Fonte: rinascita.info

A quasi due mesi di distanza dalle elezioni parlamentari dello scorso 18 settembre in Afghanistan, le autorità di Kabul non hanno ancora diffuso i risultati definitivi del voto.
Troppi sono stati i casi di brogli, le irregolarità e le frodi nel procedimento di voto che la comunità internazionale aveva accolto come un passo decisivo verso “la democrazia in Afghanistan”.
Invece è stato un totale fallimento, al quale gli organizzatori delle elezioni non riescono a porre rimedio se non continuando a rimandare la divulgazione dei dati ufficiali, slittata già due volte.
Una delle province a creare i maggiori problemi è quella di Kandahar, dove è ancora in corso il riconteggio dei voti. La maggior parte delle schede nelle altre province interessate dalle consultazioni, sono state già “verificate” e “accertate”, con molte forzature, per evitare agli Stati Uniti l’ennesima brutta figura dopo le accuse di brogli e irregolarità nel referendum sulla costituzione irachena del 25 ottobre.

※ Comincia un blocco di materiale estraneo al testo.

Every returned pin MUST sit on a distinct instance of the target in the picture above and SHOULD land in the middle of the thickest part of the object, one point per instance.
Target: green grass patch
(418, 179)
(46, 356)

Il presidente afghano Hamid Karzai che da queste elezioni si aspetta un rafforzamento del suo esecutivo, si sta opponendo alla nomina di alcuni candidati considerati “legati a gruppi terroristici” ma che nelle elezioni di settembre avrebbero ricevuto valanghe di schede, anche grazie a minacce e intimidazioni su una popolazione largamente analfabeta e affatto informata sulle migliaia di candidati che si sono presentati alle consultazioni di settembre.
Nei sei mesi che hanno preceduto il voto più di mille persone, inclusi molti candidati, sono stati uccisi in agguati. Un bagno di sangue. Il peggiore da quando gli Stati Uniti hanno bombardamento il Paese nel 2001.

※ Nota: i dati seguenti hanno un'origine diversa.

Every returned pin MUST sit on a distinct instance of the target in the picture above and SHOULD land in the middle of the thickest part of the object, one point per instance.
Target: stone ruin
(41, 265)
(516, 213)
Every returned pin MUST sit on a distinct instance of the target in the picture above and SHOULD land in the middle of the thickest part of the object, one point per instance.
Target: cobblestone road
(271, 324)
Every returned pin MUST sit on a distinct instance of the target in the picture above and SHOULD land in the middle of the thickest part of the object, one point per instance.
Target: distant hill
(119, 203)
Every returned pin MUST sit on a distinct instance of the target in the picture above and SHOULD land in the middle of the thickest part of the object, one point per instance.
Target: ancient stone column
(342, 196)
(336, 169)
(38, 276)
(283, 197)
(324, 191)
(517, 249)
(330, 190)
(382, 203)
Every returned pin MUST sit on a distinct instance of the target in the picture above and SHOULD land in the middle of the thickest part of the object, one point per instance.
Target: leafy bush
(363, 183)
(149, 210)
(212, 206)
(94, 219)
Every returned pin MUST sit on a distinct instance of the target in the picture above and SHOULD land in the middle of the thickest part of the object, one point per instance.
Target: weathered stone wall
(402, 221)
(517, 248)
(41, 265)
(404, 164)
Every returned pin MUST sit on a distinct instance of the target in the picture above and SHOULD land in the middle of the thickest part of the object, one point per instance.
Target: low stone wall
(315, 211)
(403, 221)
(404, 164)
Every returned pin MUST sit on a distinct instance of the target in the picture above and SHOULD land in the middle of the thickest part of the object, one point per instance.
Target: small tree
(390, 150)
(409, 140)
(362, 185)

Oggi il popolo afghano, attende i risultati del voto con poca speranza per il futuro. La composizione del Wolesi Jirga (la Camera bassa del Parlamento afghano) interessato dal voto di settembre insieme ad alcuni consigli comunali, sarà comunque divisa tra numerosi candidati di diversa provenienza e senza un progetto politico comune. Un parlamento incapace di gestire un Paese che per primo ha subito l’attacco “preventivo” a stelle a strisce. Secondo le prime stime almeno il 45 per cento del parlamento sarà in mano a mujahidin e almeno il 20 per cento a candidati indipendenti di varia provenienza tra i quali forse anche alcune donne. Ma il resto andrà in mano a candidati sconosciuti, magari legati al vecchio regime talibano.
Un voto inutile alle necessità dello stremato popolo afghano, ma utilissimo alle strategie imperialiste statunitensi.